Drama & Diplomacy - A Review by Linda Ellerbee

Published Apr 29, 2009

DRAMA AND DIPLOMACY

By Jenny Mcgill

If you’re an arm-chair adventurer who’s shopping for something a little different from “and then my Sherpa said this mountain was inhabited by the gods…,” or “I was shocked in the food market in Canton to see them selling puppies by the pound…,” it’s quite possible Drama and Diplomacy is for you.

Is it adventure? Yes. Is there drama? Yes, again. Diplomacy? Depends on how you look at it. While McGill remains mostly diplomatic in telling her stories, she knows how and when to wield the knife. Happily, hers is first dipped in an industrial-strength batch of humor.

If I may oversimplify, this is the story of how young Jenny McGill, all-American Airlines stew, landed in Puerto Vallarta "back when every day was party day.” Says McGill, of those times, “None of us worked, but we sure kept busy. Friends from the United States used to ask, ‘But what do you do all day in Puerto Vallarta?’ I always told them I didn’t know, but I got up in the morning with nothing to do and when I went to bed I hadn’t gotten half of it done.”

 Then she went to work as the American Consular Agent.

If this outlandish evolvement seems purely absurd on the face of it, somehow it makes sense in the context of a fishing village evolving into an international resort city partly because of a movie about an iguana. McGill is able to bring Puerto Vallarta to life, then and now, and does so by telling stories. True stories — which (if for no other reason) make the book worth your time. Fiction has to be believable. Truth is merely the truth. Take it or leave it. Or, as is often the case with McGill, laugh at it.

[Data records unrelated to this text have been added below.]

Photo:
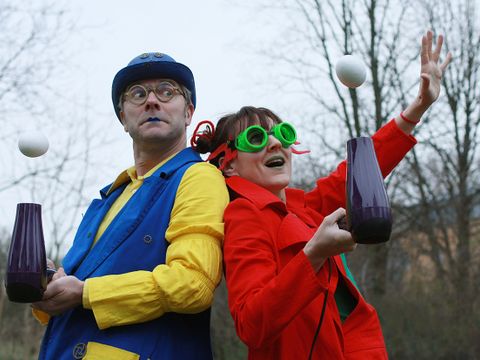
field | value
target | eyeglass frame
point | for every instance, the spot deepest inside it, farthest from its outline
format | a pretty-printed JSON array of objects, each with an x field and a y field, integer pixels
[
  {"x": 177, "y": 91},
  {"x": 242, "y": 143}
]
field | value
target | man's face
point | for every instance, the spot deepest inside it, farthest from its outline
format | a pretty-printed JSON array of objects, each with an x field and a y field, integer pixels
[{"x": 155, "y": 121}]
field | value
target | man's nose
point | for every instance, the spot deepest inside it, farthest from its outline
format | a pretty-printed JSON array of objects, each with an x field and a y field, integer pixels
[{"x": 152, "y": 100}]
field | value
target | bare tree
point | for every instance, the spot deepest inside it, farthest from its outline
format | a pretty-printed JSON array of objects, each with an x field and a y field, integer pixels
[
  {"x": 320, "y": 33},
  {"x": 435, "y": 193}
]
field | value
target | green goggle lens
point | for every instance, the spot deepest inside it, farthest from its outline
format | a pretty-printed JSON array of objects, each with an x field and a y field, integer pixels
[{"x": 255, "y": 138}]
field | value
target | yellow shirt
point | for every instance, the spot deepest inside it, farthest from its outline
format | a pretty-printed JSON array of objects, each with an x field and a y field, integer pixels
[{"x": 193, "y": 265}]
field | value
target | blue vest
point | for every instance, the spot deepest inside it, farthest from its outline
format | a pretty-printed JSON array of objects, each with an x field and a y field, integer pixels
[{"x": 135, "y": 240}]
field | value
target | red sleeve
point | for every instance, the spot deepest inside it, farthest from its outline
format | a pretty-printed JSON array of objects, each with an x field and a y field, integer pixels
[
  {"x": 391, "y": 145},
  {"x": 262, "y": 299}
]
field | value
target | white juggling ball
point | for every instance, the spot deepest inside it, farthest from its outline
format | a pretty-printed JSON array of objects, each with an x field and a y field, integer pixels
[
  {"x": 33, "y": 143},
  {"x": 351, "y": 71}
]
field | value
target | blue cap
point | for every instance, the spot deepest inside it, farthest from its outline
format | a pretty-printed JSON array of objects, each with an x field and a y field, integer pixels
[{"x": 151, "y": 66}]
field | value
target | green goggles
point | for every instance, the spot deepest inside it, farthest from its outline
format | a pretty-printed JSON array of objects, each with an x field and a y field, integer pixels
[{"x": 255, "y": 138}]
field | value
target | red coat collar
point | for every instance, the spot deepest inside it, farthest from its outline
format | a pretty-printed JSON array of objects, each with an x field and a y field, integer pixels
[{"x": 262, "y": 197}]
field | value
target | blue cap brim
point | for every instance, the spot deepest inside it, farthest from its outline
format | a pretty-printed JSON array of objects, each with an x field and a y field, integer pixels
[{"x": 151, "y": 70}]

However, the descriptions of her (sur?)realistic job assignment ("Death, Detention, Destitution and Disappearance") while employed in a tropical paradise by the U.S. State Department, are often more than comical. Sometimes they are heartbreaking. Sometimes sweet. And sometimes bitter. Doing that job, in that place allowed McGill to become familiar (and sometimes friends) with crooks, cops, jailers, jet-setters (famous, royal and just plain rich), tourists (oh so many tourists), local citizens and ex-pats of all persuasions, of which she is one. Still. The book is a chronicle of a time, a town and a woman you just know you would like to know, in which three things come shining through: McGill's love of Mexico and Mexicans. Her love of life. And her love of telling a tale.

I leave you with one of my favorites. A shortie, but goodie: When Reagan named John Gavin U.S. Ambassador to Mexico, the Mexican government — and media — complained, saying he wasn’t a diplomat, he was an actor. According to McGill, Gavin changed their minds by insisting it wasn’t true — and what’s more, he had fifty-seven movies to prove he wasn’t an actor.

Now what other book is going to tell me that?